Is it purely coincidental that companies with the lowest bids also had the best proposals?
Defenders of the "lowest bid" system will of course say it instils fiscal discipline and ultimately protects the interest of taxpayers. In other words, it saves the country money.
In principle, that thinking is sound - provided the tender evaluation committee of every government department is able to differentiate between a competitive bid and a "suicide bid".
TAKE the case of Hexagroup. According to the Accounting and Corporate Regulatory Authority, the company had total assets of $1.26 million and total liabilities of $946,725 as of 2007 (its last declaration to Acra). Hence its net worth at the time could be interpreted to be around $300,000 - or just 1 per cent of the value of its stalled Braddell Road project.
It is possible that Hexagroup's financials had improved dramatically by the time it secured the project in 2012, but the LTA refused to shed more light on how the seemingly modest company could have clinched such a sizeable project.
"We have nothing more to add beyond what we have already shared with you," a spokesman said in response to a request by The Straits Times for an interview regarding the case.
In fact, the firm was authorised by the Building and Construction Authority to bid for projects of up to $40 million in value.
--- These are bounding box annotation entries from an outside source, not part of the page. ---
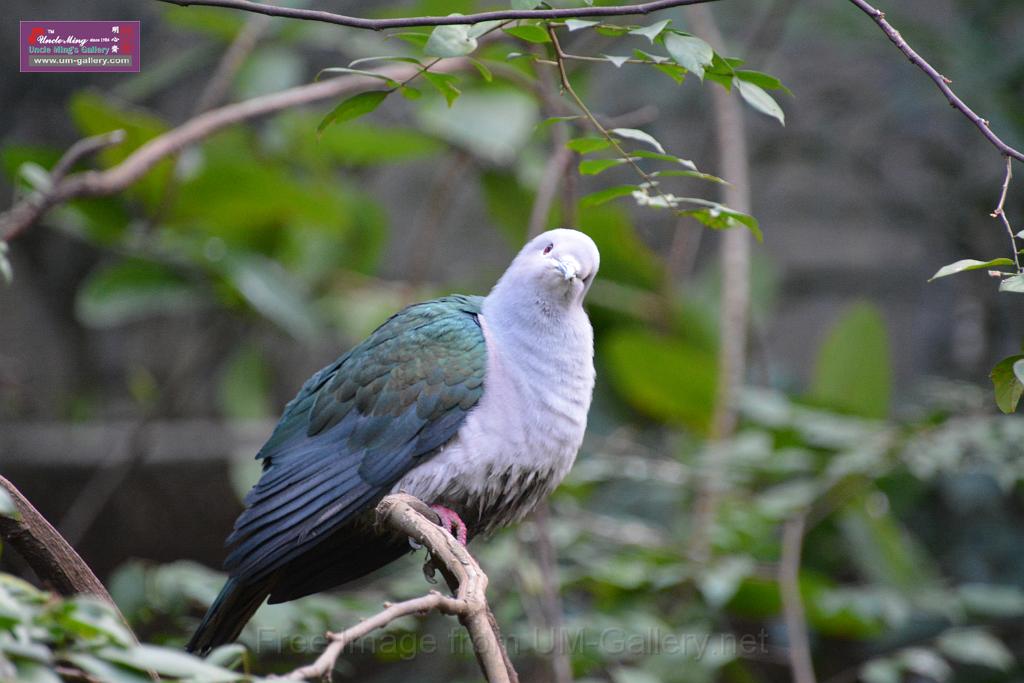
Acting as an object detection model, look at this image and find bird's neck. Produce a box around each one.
[481,279,593,355]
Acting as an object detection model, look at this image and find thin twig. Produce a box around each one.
[286,494,518,683]
[161,0,716,31]
[0,477,124,620]
[778,513,815,683]
[548,24,672,208]
[991,157,1021,272]
[0,58,469,241]
[50,130,125,183]
[850,0,1024,161]
[193,9,270,115]
[526,41,577,238]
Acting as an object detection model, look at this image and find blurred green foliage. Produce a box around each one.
[0,2,1024,683]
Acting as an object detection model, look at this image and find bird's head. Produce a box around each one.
[509,228,601,303]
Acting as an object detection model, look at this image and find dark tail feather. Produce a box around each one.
[185,579,273,654]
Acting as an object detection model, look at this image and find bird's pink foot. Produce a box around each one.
[430,505,468,546]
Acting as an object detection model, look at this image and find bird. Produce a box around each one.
[186,228,600,653]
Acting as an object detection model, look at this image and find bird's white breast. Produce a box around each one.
[393,308,594,535]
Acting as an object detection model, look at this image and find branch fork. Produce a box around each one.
[285,494,518,683]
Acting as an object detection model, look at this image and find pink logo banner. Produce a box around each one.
[19,22,141,73]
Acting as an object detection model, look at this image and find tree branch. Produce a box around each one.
[161,0,716,31]
[991,157,1021,272]
[850,0,1024,162]
[778,512,815,683]
[0,476,117,609]
[286,494,518,683]
[689,1,751,561]
[0,58,469,242]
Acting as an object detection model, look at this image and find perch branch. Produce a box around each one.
[0,58,469,242]
[161,0,715,31]
[850,0,1024,162]
[0,477,117,609]
[286,494,518,683]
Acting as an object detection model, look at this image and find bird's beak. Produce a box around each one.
[556,256,580,282]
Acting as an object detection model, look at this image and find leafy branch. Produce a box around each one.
[0,59,470,242]
[161,0,716,31]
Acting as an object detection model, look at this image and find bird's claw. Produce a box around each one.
[430,505,469,546]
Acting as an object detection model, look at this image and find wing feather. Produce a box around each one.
[224,296,486,581]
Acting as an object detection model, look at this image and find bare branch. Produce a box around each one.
[991,157,1021,272]
[0,58,469,242]
[161,0,716,31]
[0,477,117,609]
[778,513,815,683]
[690,1,751,561]
[286,494,518,683]
[193,9,270,114]
[850,0,1024,162]
[50,130,125,183]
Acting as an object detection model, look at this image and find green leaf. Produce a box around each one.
[217,254,319,341]
[537,116,586,130]
[417,88,540,165]
[423,20,477,57]
[676,197,764,242]
[565,19,600,32]
[609,128,666,155]
[928,258,1014,282]
[565,137,611,155]
[0,242,14,285]
[206,643,248,669]
[665,33,715,81]
[860,658,903,683]
[387,31,430,49]
[630,19,672,43]
[580,159,626,175]
[936,629,1014,671]
[0,488,22,519]
[735,78,785,126]
[651,171,729,185]
[63,652,153,683]
[17,161,53,193]
[316,90,391,133]
[469,59,495,83]
[602,330,717,431]
[988,355,1024,415]
[313,67,398,88]
[999,273,1024,294]
[580,185,636,208]
[467,20,502,38]
[75,260,208,328]
[735,69,793,95]
[630,150,697,171]
[97,645,239,683]
[654,61,686,85]
[810,303,892,418]
[69,90,174,210]
[423,71,462,106]
[503,24,551,44]
[346,54,423,68]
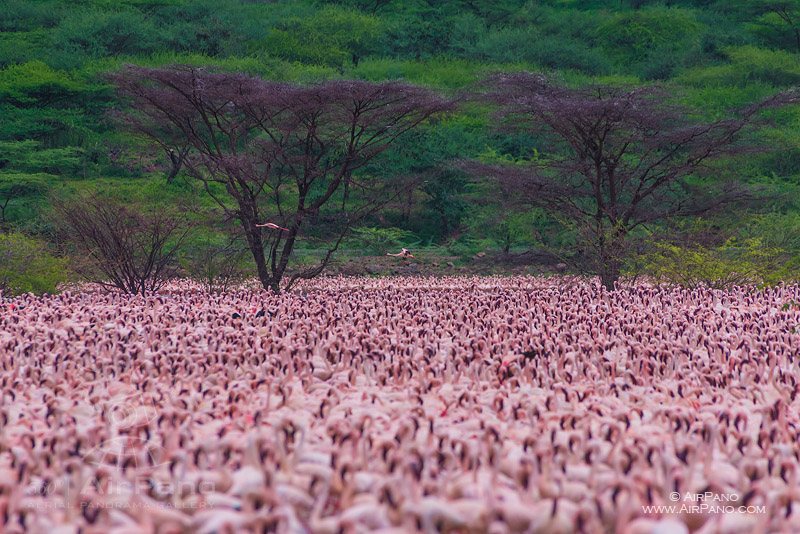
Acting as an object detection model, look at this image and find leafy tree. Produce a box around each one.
[467,73,800,289]
[0,173,51,231]
[115,67,450,292]
[744,0,800,52]
[0,233,67,296]
[259,6,380,67]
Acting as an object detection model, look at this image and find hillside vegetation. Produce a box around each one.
[0,0,800,294]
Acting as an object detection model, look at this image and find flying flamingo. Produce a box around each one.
[256,223,289,232]
[386,248,414,258]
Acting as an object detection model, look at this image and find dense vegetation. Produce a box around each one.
[0,0,800,294]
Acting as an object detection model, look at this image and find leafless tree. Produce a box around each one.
[465,73,798,289]
[54,194,188,295]
[114,67,452,291]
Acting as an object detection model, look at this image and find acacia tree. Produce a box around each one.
[465,73,797,289]
[115,67,452,292]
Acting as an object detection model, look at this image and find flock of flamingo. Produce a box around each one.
[0,277,800,534]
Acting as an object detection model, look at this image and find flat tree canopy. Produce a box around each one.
[114,67,452,291]
[466,73,798,289]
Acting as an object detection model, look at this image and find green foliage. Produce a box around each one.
[0,0,800,284]
[351,226,419,256]
[0,61,85,106]
[253,6,380,67]
[680,46,800,87]
[0,233,67,296]
[641,238,799,289]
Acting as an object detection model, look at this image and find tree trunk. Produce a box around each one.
[600,229,626,291]
[240,224,280,293]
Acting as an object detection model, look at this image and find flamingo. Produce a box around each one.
[256,222,289,232]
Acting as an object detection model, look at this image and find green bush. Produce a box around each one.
[0,233,67,295]
[637,238,798,289]
[353,227,418,255]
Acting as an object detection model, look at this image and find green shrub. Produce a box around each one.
[353,227,418,255]
[0,233,67,295]
[639,238,798,289]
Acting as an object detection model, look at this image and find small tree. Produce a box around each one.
[54,195,188,295]
[743,0,800,52]
[115,67,451,292]
[466,73,797,289]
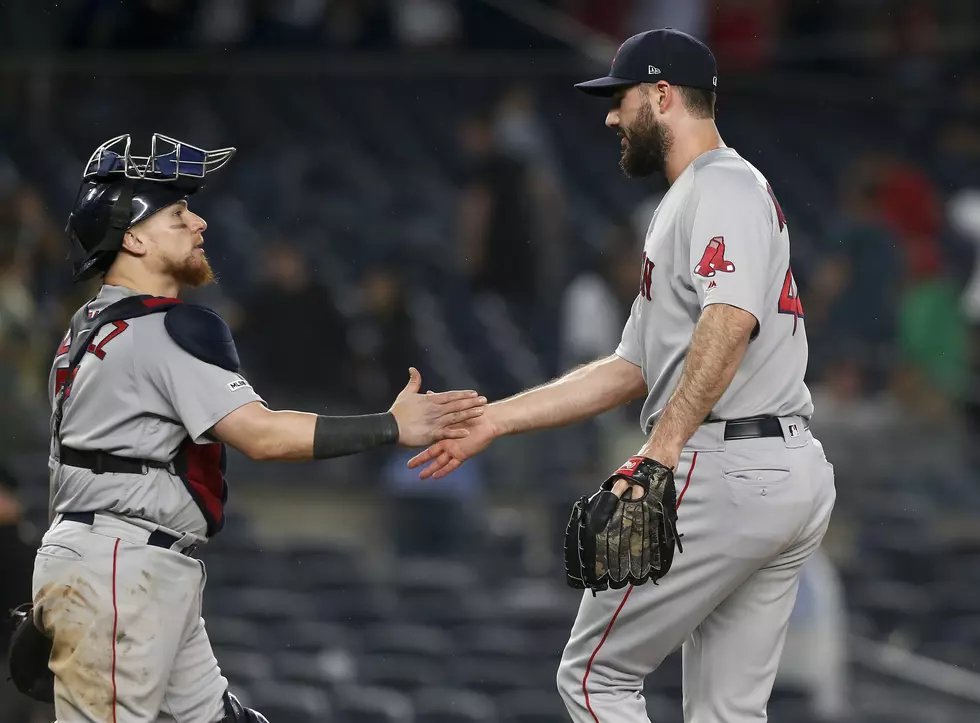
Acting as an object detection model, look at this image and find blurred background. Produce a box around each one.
[0,0,980,723]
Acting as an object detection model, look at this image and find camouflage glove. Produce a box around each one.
[8,604,54,703]
[565,457,684,595]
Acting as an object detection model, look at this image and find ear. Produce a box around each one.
[646,80,677,115]
[122,231,146,256]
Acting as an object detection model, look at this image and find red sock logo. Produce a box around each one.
[694,236,735,279]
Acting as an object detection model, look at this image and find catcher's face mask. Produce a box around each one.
[65,133,236,281]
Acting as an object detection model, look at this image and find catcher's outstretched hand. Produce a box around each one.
[389,367,487,447]
[408,415,497,479]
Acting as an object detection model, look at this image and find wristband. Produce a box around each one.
[313,412,398,459]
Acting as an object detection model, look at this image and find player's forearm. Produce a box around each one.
[215,405,398,462]
[487,355,647,436]
[641,304,756,467]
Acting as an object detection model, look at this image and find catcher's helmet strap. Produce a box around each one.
[75,179,135,281]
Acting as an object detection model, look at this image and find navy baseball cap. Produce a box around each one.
[575,28,718,98]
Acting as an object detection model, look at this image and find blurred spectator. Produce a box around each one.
[557,0,632,42]
[325,0,393,49]
[195,0,252,48]
[622,0,708,41]
[253,0,328,49]
[705,0,784,73]
[561,226,639,370]
[458,111,563,335]
[390,0,462,50]
[876,156,944,280]
[899,277,968,408]
[0,465,46,723]
[348,266,424,410]
[804,157,905,380]
[459,118,538,303]
[235,238,347,404]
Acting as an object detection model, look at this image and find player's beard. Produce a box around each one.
[167,249,214,289]
[619,103,671,178]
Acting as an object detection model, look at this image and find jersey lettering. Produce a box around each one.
[54,367,78,399]
[87,321,129,359]
[778,267,803,336]
[640,251,656,301]
[766,183,786,231]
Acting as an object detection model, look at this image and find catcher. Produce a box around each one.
[410,29,836,723]
[3,135,486,723]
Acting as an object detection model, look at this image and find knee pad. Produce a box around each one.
[220,691,269,723]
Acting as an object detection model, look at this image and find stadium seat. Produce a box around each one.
[205,587,316,627]
[270,651,356,687]
[204,615,268,651]
[362,623,454,660]
[330,685,421,723]
[243,681,331,723]
[311,588,398,632]
[269,619,360,653]
[413,687,499,723]
[456,624,532,663]
[355,653,446,694]
[449,657,554,696]
[497,690,568,723]
[212,646,273,688]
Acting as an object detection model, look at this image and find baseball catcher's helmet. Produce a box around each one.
[65,133,235,281]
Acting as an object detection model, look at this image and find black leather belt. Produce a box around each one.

The LTA said it saw no sign that Hexagroup was in financial difficulty. Alas, it has said the same for all the other firms which have failed to complete projects.
While it is commendable that the LTA wants to save taxpayers' money, it should also realise that delays are also costly. The cost of hiring another builder to finish the job is easily quantifiable.
But the cost of prolonged congestion that an uncompleted road poses, or the opportunity cost of a new viaduct or underpass is harder to assess. Yet, to say that such costs add up to tens of millions per year (of delay) would not be an exaggeration.
Defenders of the lowest bid regime may argue that hundreds of other projects have been completed without a hitch under this system.
But that would be like saying a motorcyclist who died of head injuries in a crash had been riding without a helmet for years without incident.
In any case, whether the lowest bid regime is really the root cause of problems needs to be studied carefully, and not dismissed.
Scrutinise tender process
AND while we are at it, perhaps there are other areas in the tender process that bear scrutiny. The way project specifications are determined, for instance.
A couple of glaring cases point to the need for this. One, the Bukit Panjang LRT, which broke down no fewer than 150 times between 1999 and 2012 (or an average of once every month). Two, 120km of the Circle Line's power cables had to be replaced at a cost of $15 million just three years after the MRT line opened.
While the Bukit Panjang system is said to have been difficult to build because the line had to weave through an already built-up estate, former SMRT chief executive Saw Phaik Hwa highlighted some fundamental design flaws, such as a complicated power system and a "badly commissioned" train location system.
As for the Circle Line cables, they were exposed to water seeping into the tunnels. Despite this well-known fact, more water-resistant cables were not specified in the first place.
Whatever the causes of problematic projects, they need to be identified and addressed. Otherwise, they will slowly but surely chip away at Singapore's reputation for being efficient, dependable and transparent.